Look, Up in the Sky, It’s a Pterodactyl. It’s a Biplane. It’s Middle-Aged Legal Guy.
It’s unusually quiet in the Levison Towers this weekend, and I haven’t turned on the radio. It’s no secret that I’m a big fan of Prairie Home Companion. I was sad to learn that sound effects guy Tom Keith passed away. When my boys were younger, they would ride with me to the office on weekend days and listen to Prairie Home in the car. The sound effects were their favorite part of the stories and skits. Keith’s passing made me think about how old my boys have gotten, which reminded me that I too am getting older. Middle-Aged Legal Guy sat at my desk this weekend.
Middle-aged Legal Guy is my alter ego.

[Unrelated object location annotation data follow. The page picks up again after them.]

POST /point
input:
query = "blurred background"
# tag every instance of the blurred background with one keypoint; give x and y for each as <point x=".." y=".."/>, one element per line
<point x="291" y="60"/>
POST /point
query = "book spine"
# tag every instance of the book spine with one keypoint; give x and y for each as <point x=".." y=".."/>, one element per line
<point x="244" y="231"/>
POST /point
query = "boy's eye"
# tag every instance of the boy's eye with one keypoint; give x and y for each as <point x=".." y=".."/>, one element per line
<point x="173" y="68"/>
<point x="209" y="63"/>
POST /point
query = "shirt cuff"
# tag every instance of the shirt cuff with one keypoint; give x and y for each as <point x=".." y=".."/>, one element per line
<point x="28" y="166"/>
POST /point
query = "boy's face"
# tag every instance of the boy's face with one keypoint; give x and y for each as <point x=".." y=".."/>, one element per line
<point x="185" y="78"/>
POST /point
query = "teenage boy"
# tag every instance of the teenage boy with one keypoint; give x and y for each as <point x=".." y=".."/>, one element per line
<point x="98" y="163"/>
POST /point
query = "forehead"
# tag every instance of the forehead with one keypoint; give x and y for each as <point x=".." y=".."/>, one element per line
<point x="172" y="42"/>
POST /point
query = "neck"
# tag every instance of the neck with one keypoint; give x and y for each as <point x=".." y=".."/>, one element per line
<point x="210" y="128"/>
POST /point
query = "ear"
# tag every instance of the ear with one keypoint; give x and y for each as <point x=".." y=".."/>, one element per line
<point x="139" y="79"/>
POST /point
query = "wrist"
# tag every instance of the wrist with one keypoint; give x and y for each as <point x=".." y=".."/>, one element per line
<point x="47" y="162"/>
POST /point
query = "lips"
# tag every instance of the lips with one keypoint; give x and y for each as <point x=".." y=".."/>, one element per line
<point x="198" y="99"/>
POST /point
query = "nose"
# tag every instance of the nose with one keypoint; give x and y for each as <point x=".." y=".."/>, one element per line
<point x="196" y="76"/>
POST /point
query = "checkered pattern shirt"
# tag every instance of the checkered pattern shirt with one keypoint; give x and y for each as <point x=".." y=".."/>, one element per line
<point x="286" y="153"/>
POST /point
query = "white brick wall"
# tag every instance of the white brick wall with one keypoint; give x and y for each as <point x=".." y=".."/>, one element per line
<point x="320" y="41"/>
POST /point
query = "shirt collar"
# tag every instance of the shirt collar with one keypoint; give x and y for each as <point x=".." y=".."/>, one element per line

He’s the voice I channel anytime a sentence begins, “I remember back when…” He’s the grumpy old man who sits in my seat and complains about the tactics of opposing counsel. He’s the fuddy-duddy who doesn’t think his mentors are as fuddy-duddy-ish as I used to.
I had a conversation with a lawyer on Facebook who teaches other lawyers how to create webpages and content for their websites. I’ve tried to make my website prominent ever since Mr. Gore invented those internets. But my friend said something this week that started a discussion which put Middle-Aged Legal Guy’s teeth on edge.
“Lawyers are just marketers who sell legal services.” That line brought out the cape and tights in a hurry.
Middle-Aged Legal Guy was more than a little miffed. “Lawyers who believe that are writing the obituary for our profession. We should be something more than plumbers or car salesman chasing business,” he said.
“I would like to hire a professional plumber if I had a water leak. Do you think lawyers are better than plumbers?”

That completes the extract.